LogicProgrammer
LogicProgrammer

Reputation: 77

Shell CTRL-C ignore

I want to the following in my implementation of shell.

When shell is launched, the prompt is printed. When I click CTRL+C it should ignore the signal and print the prompt on new line. No enter key should pressed.

When I launch an external program like top, I should be able to kill it with CTRL+C and get back to my shell.

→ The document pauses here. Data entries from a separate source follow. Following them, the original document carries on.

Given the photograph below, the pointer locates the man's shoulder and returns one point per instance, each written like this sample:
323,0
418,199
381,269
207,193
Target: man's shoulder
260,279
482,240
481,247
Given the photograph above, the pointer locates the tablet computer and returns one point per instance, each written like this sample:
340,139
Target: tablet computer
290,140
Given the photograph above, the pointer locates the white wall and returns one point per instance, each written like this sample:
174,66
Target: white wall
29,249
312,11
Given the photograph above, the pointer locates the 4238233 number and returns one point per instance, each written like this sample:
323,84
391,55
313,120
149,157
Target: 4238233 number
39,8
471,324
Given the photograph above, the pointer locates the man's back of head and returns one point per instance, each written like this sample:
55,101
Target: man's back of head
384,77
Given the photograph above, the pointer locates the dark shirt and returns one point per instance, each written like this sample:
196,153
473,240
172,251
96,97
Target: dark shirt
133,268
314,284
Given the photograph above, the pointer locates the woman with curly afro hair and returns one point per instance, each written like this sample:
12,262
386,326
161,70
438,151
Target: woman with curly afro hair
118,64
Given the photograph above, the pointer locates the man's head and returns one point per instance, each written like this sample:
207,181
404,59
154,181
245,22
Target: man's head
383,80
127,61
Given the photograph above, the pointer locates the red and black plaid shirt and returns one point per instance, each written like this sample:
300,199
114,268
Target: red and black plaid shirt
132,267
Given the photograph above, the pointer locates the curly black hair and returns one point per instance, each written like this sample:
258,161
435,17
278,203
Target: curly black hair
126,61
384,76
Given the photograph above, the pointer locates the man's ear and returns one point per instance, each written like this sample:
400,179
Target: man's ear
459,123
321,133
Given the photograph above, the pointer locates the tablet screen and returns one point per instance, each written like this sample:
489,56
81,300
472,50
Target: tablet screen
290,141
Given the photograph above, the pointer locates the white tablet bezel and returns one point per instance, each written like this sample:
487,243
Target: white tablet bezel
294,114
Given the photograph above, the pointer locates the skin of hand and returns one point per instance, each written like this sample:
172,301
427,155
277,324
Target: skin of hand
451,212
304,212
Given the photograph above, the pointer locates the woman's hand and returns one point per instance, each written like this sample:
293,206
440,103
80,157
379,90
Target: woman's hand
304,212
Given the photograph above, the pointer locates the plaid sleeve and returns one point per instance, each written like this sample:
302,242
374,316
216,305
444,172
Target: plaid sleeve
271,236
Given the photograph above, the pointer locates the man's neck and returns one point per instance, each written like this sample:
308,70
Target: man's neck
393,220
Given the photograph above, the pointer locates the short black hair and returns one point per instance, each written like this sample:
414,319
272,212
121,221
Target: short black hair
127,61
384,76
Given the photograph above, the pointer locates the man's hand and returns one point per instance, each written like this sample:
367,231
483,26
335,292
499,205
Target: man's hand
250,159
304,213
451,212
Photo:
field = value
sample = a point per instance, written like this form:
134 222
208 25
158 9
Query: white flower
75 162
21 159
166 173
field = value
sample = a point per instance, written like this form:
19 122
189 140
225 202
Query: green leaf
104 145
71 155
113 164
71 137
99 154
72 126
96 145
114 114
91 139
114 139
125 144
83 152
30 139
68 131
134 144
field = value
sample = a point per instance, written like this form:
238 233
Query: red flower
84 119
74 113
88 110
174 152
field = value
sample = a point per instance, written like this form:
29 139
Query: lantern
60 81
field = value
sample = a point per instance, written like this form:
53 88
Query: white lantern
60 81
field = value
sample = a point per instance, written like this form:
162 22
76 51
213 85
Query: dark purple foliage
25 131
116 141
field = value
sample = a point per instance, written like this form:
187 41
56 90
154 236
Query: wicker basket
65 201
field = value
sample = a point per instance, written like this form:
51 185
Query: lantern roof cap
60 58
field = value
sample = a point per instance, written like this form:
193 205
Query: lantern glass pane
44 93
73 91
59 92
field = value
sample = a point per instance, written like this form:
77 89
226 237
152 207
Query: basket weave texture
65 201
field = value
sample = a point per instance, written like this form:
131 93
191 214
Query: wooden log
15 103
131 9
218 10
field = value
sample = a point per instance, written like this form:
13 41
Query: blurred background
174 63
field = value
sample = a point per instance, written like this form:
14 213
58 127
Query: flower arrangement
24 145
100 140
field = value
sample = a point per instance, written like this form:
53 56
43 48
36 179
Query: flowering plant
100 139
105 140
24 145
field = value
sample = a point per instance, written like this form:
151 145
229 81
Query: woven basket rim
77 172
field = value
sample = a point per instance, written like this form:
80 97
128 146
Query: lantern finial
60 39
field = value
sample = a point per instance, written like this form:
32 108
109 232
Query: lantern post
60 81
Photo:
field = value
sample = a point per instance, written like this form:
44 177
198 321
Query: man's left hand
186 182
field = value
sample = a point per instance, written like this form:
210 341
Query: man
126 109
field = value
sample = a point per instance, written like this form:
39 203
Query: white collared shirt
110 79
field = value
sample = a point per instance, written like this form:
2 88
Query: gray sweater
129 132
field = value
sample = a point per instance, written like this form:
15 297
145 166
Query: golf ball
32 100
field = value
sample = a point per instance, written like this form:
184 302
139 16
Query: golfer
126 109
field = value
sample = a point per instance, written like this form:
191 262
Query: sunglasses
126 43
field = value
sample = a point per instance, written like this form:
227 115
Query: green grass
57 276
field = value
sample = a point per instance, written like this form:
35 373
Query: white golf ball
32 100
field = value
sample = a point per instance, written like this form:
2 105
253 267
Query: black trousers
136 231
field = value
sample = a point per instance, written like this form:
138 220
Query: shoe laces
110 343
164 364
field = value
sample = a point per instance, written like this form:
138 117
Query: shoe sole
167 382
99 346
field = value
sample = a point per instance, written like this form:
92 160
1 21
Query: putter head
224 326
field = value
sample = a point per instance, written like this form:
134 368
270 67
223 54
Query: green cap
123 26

Finally, when I launch a program like 'python', I want to be able to click CTRL+C and only receive KeyboardInterrupt and >> printed on new line as in real shell. Currently, I get this:

Shell> python
Type "help", "copyright", "credits" or "license" for more information.
>>>
Shell>
KeyboardInterrupt
>>>
Shell>
KeyboardInterrupt
>>>
Shell>
KeyboardInterrupt
>>>

Where you can see that Shell> is printed in the middle of CTRL+C interrupt. A relevant excerpt of code is:

void signal_handler(int dummy) {
    #ifdef DEBUG
        printf("CTRL-C is disabled.\n");
    #endif
    printf("\n");
}

int main(int argc, char **argv) {
    char *command;
    char **args;
    int status;

    /* Register a signal handler for Ctrl-C */
    sigset(SIGINT, signal_handler);

    while (1) {
        printf("Shell> ");
        command = read_command();
        args = tokenize_command(command);
        status = execute(args);

        #ifdef DEBUG
            printf("The newest status code was: %d\n", status);
        #endif

        free(command);
        free(args);
    }
}

Upvotes: 0

Views: 2235

Answers (1)

Ctx
Ctx

Reputation: 18420

You will have to create a new process group for your executed command and make it the foreground process group.

i.e. between fork() and execve() in the child process:

setpgid(0, 0);
tcsetpgrp(fileno(stdin), getpgrp());

When the child terminates and waitpid() in your shell returns, you have to reset the foreground process group:

tcsetpgrp(fileno(stdin), getpgrp()); // Called in the shell main process

Explanation: The processes in the foreground process group may read from the terminal and receive the signals from keyboard-input (Ctrl-C, Ctrl-Z, etc.). When a new command is executed by your shell, it is still in the same process group as the shell, which is also the foreground process group. So you have to create a new process group for your executed command (setpgid) and make it the foreground process group (tcsetpgrp).